Mia se sentó a la mesa de la cocina y se pasó la mano por el cabello.

– Así que es una relación física beneficiosa para los dos, con algunas conversaciones íntimas y sin ataduras.

Reed se quedó donde estaba.

– Si tú quieres.

Mia levantó la barbilla.

– ¿Y si no quiero?

– Me iré a casa y dormiré solo. -Sus ojos parpadearon-. En realidad no quiero dormir solo.

– Mmm. Y ¿has tenido estas relaciones «sin ataduras» antes?

– No a menudo -admitió Reed.

Su larga abstinencia ahora tenía sentido.

– Ese es el motivo de que haga seis años.

– Esencialmente. ¿Tú quieres ataduras, Mia?

Ahí estaba. La oferta. Era solomillo en un panecillo de hamburguesa. Con todo el sabor, sin el revuelo de la cubertería de plata, la porcelana fina y los camareros a los que darles propina. Hacía veinticuatro horas, en la cocina de Dana, ella misma insistía en que eso era lo que quería. Ahora, en la cocina de Lauren, reconoció que aquello era lo que estaba destinada a aceptar. No habría corazones rotos ni niños a los que amargarles la vida. Sería lo mejor.

– No. Yo tampoco quiero ataduras.

Reed permaneció en silencio mientras la miraba. Ella pensó que él no la creía. No estaba segura de creerse a sí misma. Entonces él le tendió la mano. Mia puso la mano en la de Reed y él la levantó de la silla. Lentamente al principio, tiró de ella hasta acercarla y la abrazó. Luego la besó, con la boca cálida, fuerte y… anhelante. La necesidad se desató dentro de ella al instante, demasiado poderosa para negarla.

Se abrazó al cuello de Reed, le pasó los dedos por el pelo y tomó lo que necesitaba. Las manos de Reed en su trasero la levantaron hasta él, frotándola contra el duro bulto de sus tejanos gastados. Le hizo estremecerse de manera incontrolable y se arqueó contra él. «Más, por favor». Las palabras resonaron en su mente, sin salir jamás de sus labios, pero le dijo lo que quería con el cuerpo, con aquel modo de devolverle el beso.

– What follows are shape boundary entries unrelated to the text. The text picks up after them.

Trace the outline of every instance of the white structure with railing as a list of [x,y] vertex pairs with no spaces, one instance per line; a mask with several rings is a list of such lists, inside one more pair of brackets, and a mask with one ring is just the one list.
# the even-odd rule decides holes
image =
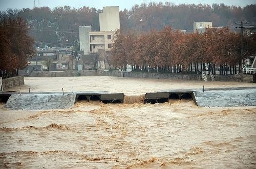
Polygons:
[[2,78],[0,77],[0,91],[3,91],[3,80]]
[[211,79],[211,81],[215,81],[214,76],[212,74],[212,73],[211,73],[211,71],[202,72],[202,81],[203,81],[203,79],[204,79],[205,81],[207,81],[207,77],[206,75],[210,75],[210,77]]

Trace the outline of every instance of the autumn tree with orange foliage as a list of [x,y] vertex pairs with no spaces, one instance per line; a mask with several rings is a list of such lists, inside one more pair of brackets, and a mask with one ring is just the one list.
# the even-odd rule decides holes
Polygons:
[[[255,54],[255,35],[244,36],[243,58]],[[199,74],[237,74],[240,63],[240,34],[227,27],[207,28],[203,34],[184,34],[170,27],[136,35],[116,32],[112,61],[116,68],[132,65],[132,71]],[[207,66],[207,67],[206,66]],[[233,71],[232,72],[232,69]],[[239,73],[240,70],[239,70]]]
[[0,76],[17,75],[28,66],[27,59],[35,54],[34,40],[28,35],[27,22],[22,18],[0,23]]

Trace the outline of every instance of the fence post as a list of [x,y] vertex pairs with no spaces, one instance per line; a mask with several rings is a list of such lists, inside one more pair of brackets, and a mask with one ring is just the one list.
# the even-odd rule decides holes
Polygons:
[[4,87],[3,87],[3,80],[2,78],[0,77],[0,91],[4,90]]

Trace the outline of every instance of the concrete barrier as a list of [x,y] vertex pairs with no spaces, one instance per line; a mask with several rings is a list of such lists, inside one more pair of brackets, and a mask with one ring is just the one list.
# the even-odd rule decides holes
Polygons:
[[[124,72],[119,71],[81,70],[65,71],[32,72],[29,77],[69,77],[75,76],[79,73],[81,76],[109,76],[123,77],[149,78],[157,79],[174,79],[188,80],[202,80],[201,74],[185,74],[182,73],[162,73],[141,72]],[[240,81],[239,74],[232,75],[214,75],[215,81]],[[250,81],[250,82],[251,82]]]
[[75,94],[14,94],[5,107],[24,110],[69,108],[74,105],[75,98]]
[[23,76],[17,76],[4,78],[2,79],[2,83],[3,90],[24,85],[24,77]]

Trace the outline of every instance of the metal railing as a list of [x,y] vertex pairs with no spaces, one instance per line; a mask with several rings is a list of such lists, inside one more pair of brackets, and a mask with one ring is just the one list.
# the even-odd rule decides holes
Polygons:
[[211,72],[210,71],[210,78],[211,78],[211,81],[215,81],[214,76]]
[[207,77],[206,77],[206,72],[202,71],[202,81],[203,81],[203,79],[204,81],[207,81]]
[[0,91],[3,91],[3,80],[2,78],[0,77]]

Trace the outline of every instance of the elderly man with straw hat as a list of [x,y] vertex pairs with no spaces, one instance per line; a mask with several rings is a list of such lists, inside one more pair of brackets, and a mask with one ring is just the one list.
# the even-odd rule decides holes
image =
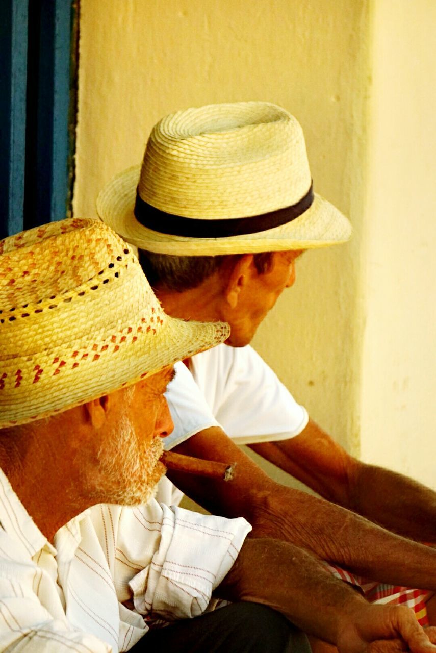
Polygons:
[[[142,165],[110,182],[97,210],[139,249],[170,315],[224,319],[231,327],[225,344],[186,361],[196,384],[181,374],[170,389],[176,428],[166,446],[238,460],[238,478],[224,486],[173,473],[174,483],[209,509],[245,516],[257,535],[346,567],[330,569],[371,600],[406,603],[428,624],[436,558],[413,540],[436,542],[436,494],[349,456],[249,345],[293,284],[302,253],[344,242],[351,233],[347,218],[314,192],[295,118],[260,102],[168,116],[153,129]],[[234,443],[249,443],[337,505],[272,483]]]
[[[307,653],[288,617],[344,653],[436,651],[407,608],[369,605],[292,545],[244,541],[243,518],[151,498],[173,364],[228,336],[166,315],[102,223],[0,242],[0,650]],[[159,620],[176,623],[148,631]]]

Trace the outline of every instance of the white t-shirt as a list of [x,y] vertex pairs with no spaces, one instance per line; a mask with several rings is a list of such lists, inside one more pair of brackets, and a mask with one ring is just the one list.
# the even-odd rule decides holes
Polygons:
[[212,426],[237,444],[251,444],[293,438],[307,424],[305,409],[249,345],[219,345],[191,363],[192,376],[177,364],[166,392],[174,430],[166,449]]

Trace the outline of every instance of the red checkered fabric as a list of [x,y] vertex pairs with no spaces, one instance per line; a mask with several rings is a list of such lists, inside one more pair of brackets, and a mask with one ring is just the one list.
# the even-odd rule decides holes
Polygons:
[[429,625],[426,602],[433,595],[433,592],[369,581],[335,565],[326,564],[334,576],[358,587],[370,603],[407,605],[414,611],[421,626]]

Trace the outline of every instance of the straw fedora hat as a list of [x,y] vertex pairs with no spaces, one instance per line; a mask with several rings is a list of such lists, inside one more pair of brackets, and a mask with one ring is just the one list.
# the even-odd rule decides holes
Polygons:
[[228,337],[165,315],[126,243],[99,220],[0,241],[0,427],[134,383]]
[[163,118],[142,165],[112,179],[97,206],[126,240],[164,254],[307,249],[351,234],[348,219],[313,193],[300,124],[265,102]]

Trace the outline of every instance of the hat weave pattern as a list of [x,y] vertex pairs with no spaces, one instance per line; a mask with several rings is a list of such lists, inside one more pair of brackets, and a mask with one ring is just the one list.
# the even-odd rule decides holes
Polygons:
[[135,383],[228,335],[162,310],[129,247],[73,219],[0,241],[0,427]]
[[302,128],[285,109],[264,102],[210,104],[160,120],[142,165],[115,177],[101,192],[101,218],[142,249],[177,255],[214,255],[322,247],[347,240],[350,225],[315,195],[297,219],[273,229],[224,238],[160,232],[134,216],[141,199],[193,221],[262,215],[297,204],[311,176]]

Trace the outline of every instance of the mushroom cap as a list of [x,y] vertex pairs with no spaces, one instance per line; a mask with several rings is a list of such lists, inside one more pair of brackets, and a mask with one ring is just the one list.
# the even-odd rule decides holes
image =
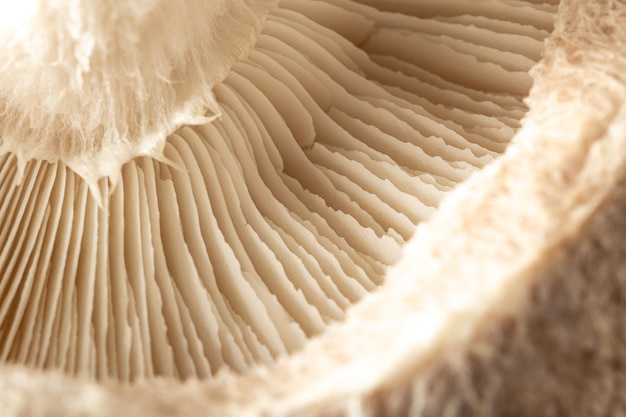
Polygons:
[[610,1],[560,7],[514,144],[417,228],[343,323],[269,369],[205,382],[24,383],[8,370],[9,413],[52,410],[37,407],[56,405],[60,380],[79,395],[59,412],[92,415],[610,413],[625,359],[625,13]]

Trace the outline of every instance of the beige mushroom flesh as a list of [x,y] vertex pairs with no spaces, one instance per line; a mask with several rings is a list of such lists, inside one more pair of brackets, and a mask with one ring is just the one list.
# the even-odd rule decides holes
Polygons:
[[0,415],[617,407],[625,5],[23,3]]

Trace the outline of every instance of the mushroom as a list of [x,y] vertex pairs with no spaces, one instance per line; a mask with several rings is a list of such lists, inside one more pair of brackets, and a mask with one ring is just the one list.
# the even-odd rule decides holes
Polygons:
[[[137,129],[113,129],[139,141],[101,140],[99,127],[87,136],[95,147],[66,149],[59,135],[82,136],[38,136],[36,122],[44,133],[80,123],[7,116],[2,359],[86,378],[7,367],[8,415],[537,415],[546,399],[549,411],[567,409],[562,398],[587,404],[572,394],[586,372],[622,360],[610,342],[595,355],[579,340],[619,337],[605,332],[618,322],[599,298],[578,304],[587,278],[598,297],[618,286],[623,85],[606,60],[623,6],[604,3],[560,5],[506,152],[556,2],[283,0],[223,82],[213,85],[224,69],[209,77],[215,100],[204,91],[184,117],[157,106],[172,124],[139,129],[131,115],[121,123]],[[147,21],[171,17],[147,4]],[[163,88],[178,88],[172,71],[159,74]],[[25,111],[6,85],[3,114]],[[204,123],[198,106],[221,118]],[[15,139],[26,126],[33,136]],[[62,146],[23,150],[41,137]],[[60,152],[37,153],[50,149]],[[590,255],[606,269],[591,274]],[[576,320],[577,305],[601,320]],[[524,395],[534,378],[550,385]],[[33,393],[40,403],[26,401]]]

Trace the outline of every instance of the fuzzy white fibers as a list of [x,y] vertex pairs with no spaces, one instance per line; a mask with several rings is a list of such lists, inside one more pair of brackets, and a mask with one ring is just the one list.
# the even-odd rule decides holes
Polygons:
[[275,0],[0,1],[0,154],[62,161],[92,190],[219,114],[212,87]]

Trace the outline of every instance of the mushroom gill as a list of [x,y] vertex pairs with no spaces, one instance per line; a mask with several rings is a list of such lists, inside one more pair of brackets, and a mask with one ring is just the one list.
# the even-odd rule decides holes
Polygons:
[[[124,15],[113,39],[98,38],[106,19],[88,27],[95,46],[82,57],[79,85],[63,91],[73,95],[41,103],[61,106],[54,122],[12,115],[21,110],[14,102],[22,89],[24,100],[45,90],[20,80],[2,121],[2,146],[11,152],[0,172],[0,360],[119,381],[245,371],[300,349],[380,285],[415,226],[519,127],[528,70],[540,59],[556,6],[365,3],[281,1],[247,57],[213,88],[219,120],[183,119],[162,155],[152,150],[158,142],[141,136],[171,130],[151,110],[171,92],[153,92],[156,81],[137,78],[141,61],[129,64],[139,67],[134,78],[98,84],[107,71],[129,71],[117,64],[125,55],[106,49],[124,38]],[[79,11],[85,25],[104,13],[99,7]],[[165,2],[152,7],[141,21],[148,27],[167,12]],[[176,17],[193,14],[186,13]],[[142,45],[145,36],[139,32],[131,50],[152,48]],[[168,48],[140,59],[171,54]],[[18,70],[10,64],[9,79]],[[207,80],[223,72],[203,78],[195,68],[164,68],[199,85],[204,102],[212,97]],[[117,94],[129,85],[138,91]],[[185,88],[173,110],[159,108],[174,121]],[[88,102],[86,115],[74,114],[85,104],[83,91],[104,104]],[[155,97],[138,101],[146,93]],[[119,114],[140,105],[139,116]],[[94,124],[90,112],[104,122]],[[128,138],[119,145],[109,132]],[[92,138],[89,146],[76,144],[79,137]],[[24,151],[31,142],[34,150]],[[111,174],[120,149],[127,163]],[[20,167],[30,158],[53,162]],[[94,175],[103,174],[114,180],[96,185]]]
[[[29,101],[9,93],[15,62],[0,66],[0,360],[30,369],[3,368],[0,406],[610,410],[626,363],[623,323],[608,319],[624,296],[624,5],[281,0],[266,15],[269,3],[213,9],[248,10],[249,30],[228,32],[238,52],[207,70],[192,107],[155,105],[163,124],[131,116],[120,123],[138,136],[116,126],[128,138],[94,147],[72,142],[78,105],[56,109],[59,124],[11,116]],[[25,150],[41,138],[61,146]]]

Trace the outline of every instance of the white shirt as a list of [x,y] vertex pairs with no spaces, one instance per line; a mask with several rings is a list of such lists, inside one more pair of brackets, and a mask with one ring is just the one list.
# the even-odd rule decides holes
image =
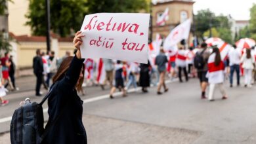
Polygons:
[[254,68],[253,63],[255,62],[255,60],[253,56],[251,56],[251,58],[247,58],[245,53],[242,56],[241,62],[243,63],[242,67],[244,69],[253,69]]
[[241,52],[237,48],[233,48],[228,52],[229,65],[240,64]]

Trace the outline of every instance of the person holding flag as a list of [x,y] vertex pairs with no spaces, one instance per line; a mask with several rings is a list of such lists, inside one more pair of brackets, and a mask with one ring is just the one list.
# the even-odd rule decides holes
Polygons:
[[184,75],[186,77],[186,81],[188,81],[188,73],[186,72],[186,52],[183,49],[183,47],[180,47],[178,50],[178,53],[177,54],[176,58],[176,65],[179,68],[179,79],[181,82],[182,82],[182,79],[181,77],[181,71],[183,71]]
[[246,48],[246,52],[242,56],[240,62],[244,69],[244,86],[251,88],[251,75],[255,67],[255,59],[251,53],[251,48]]
[[208,72],[207,77],[209,83],[209,92],[208,99],[210,101],[214,101],[214,89],[215,85],[217,85],[223,95],[223,99],[227,99],[226,91],[224,88],[223,82],[224,79],[224,64],[221,60],[221,52],[217,47],[213,48],[213,53],[210,55],[208,60]]

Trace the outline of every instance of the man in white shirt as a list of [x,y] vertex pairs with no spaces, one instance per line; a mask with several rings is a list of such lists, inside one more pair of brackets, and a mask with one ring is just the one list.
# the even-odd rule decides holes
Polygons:
[[229,65],[230,66],[230,87],[233,86],[233,75],[234,72],[236,71],[236,81],[237,84],[239,86],[240,84],[240,57],[241,52],[240,52],[237,48],[236,46],[233,46],[234,49],[231,50],[228,53],[229,56]]

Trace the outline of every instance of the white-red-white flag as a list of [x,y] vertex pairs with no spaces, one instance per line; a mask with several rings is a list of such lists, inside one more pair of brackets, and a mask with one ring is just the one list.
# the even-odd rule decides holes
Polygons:
[[157,26],[164,26],[165,22],[169,20],[169,8],[166,8],[163,13],[156,20]]
[[106,79],[106,71],[104,67],[103,63],[103,60],[102,58],[100,58],[98,62],[98,66],[97,66],[97,78],[96,81],[98,84],[104,84],[104,81]]
[[229,50],[231,50],[232,46],[227,43],[222,42],[218,44],[217,47],[221,52],[221,60],[224,60],[228,55]]
[[190,25],[191,20],[188,19],[175,27],[166,37],[163,43],[163,48],[165,50],[171,50],[173,45],[177,45],[182,39],[187,39],[190,30]]
[[158,0],[152,0],[151,3],[152,3],[153,5],[156,5],[158,3]]

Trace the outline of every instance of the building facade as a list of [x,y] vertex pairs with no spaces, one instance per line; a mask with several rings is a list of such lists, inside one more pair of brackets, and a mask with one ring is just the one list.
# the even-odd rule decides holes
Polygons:
[[[160,33],[162,37],[166,37],[171,29],[184,20],[190,18],[193,22],[193,4],[195,2],[190,0],[169,0],[159,1],[152,8],[152,30],[153,39],[156,38],[156,33]],[[169,19],[163,26],[157,25],[158,17],[163,14],[168,8]],[[191,30],[190,30],[191,31]],[[190,35],[188,41],[191,41]]]

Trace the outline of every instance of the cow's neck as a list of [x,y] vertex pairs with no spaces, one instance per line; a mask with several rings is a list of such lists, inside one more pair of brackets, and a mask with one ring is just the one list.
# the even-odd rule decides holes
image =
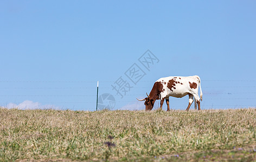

Reed apartó la boca, la besó en el cuello con avidez, con voracidad.

– Te deseo. -Fue un gruñido desde lo más hondo de su garganta-. Déjame tenerte. -Cerró la boca en torno al pecho de Mia, arrancando de ella un grito desesperado-. Di que sí. Ahora.

Mia arqueó la espalda, como abandonándose a la sensación que él le producía.

– Sí.

Reed se estremeció, fuerte, como si no hubiera estado seguro de su respuesta. Entonces la llevó a través de la cocina y subió la escalera hasta donde les aguardaba la gran cama.

– Ahora.

* * *

Viernes, 1 de diciembre, 2:30 horas

El coche al que le había estado poniendo mala cara durante casi dos horas se alejó del bordillo. Por fin. Pensaba que aquellos adolescentes nunca iban a dejar de montárselo en el asiento trasero del Chevrolet. Y cuando lo hicieron, el chico acompañó a la chica hasta la puerta del 995 de Harmony Avenue, justo a una casa de distancia de la que él quería, solo para pasar la siguiente media hora con la lengua metida en lo hondo de la garganta ante la puerta principal. Ahora la chica estaba dentro y el chico se había largado.

Rodeó la parte trasera del 993 de Harmony Avenue, con el pasamontañas puesto. El propietario de la casa había añadido un ala con cocina propia y una entrada separada. No sabía por qué Joe y Laura Dougherty estaban allí, ni le importaba. Solo quería matarlos para seguir con lo demás. Abrió fácilmente la cerradura de la puerta trasera y se metió dentro.

Una mancha blanca captó su atención. Era el mismo gato que había sacado la noche en que había matado a Caitlin Burnette. Cogió enseguida al gato, lo acarició de la cabeza a la cola y luego volvió a sacarlo fuera. Regresó para estudiar la cocina, frunciendo el ceño ante las resistencias eléctricas del horno. Allí tampoco había gas. No habría explosión. Soltó un bufido de frustración.